The night brought the first student spotlight of the trip, for which Asante readily volunteered. He did a great job setting the standard for everyone else. In case I didn't mention it before, a spotlight consisted of a person giving a 5 minute story about themselves then answering 10 minutes worth of questions from the group. It was a great way to help everyone get to know each other better and to build group unity.
To finish off the night, the instructors passed out to all of us the various nature information books and pamphlets that they were carrying for our use out here. It was our job to sell the piece of information to everyone else in order to help everyone know what there was to offer. I decided to break out "Silly Ben" for my sales pitch.
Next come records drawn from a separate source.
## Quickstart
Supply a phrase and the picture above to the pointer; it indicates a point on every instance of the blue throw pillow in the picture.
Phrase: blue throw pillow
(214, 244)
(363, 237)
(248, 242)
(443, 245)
When my turn came, I jumped up quickly and offered my best sales pitch in my best radio announcer voice, pointing and waving every which way. My pamphlet had something to do with birds of prey, so my angle was to make the listener feel silly because some huge bird went overhead and the listener didn't know what it was. If only they'd had the pamphlet, they wouldn't have looked so silly in front of their friends!! I have no idea what I specifically said, but everyone laughed and I could barely keep a straight face. Good way to end a nice, easy day :).
Had a good bit of trouble sleeping on the previous night, just laying there in the tent thinking about God knows what. It's the worst when you are lying there in a bed or a tent or anywhere, trying to get to sleep, but you lay awake like it's 11 AM on a Wednesday morning. I supposed that it was because of the layover day. I didn't exert any energy and therefore did not sleep like a log. Small price to pay for a little chill time :).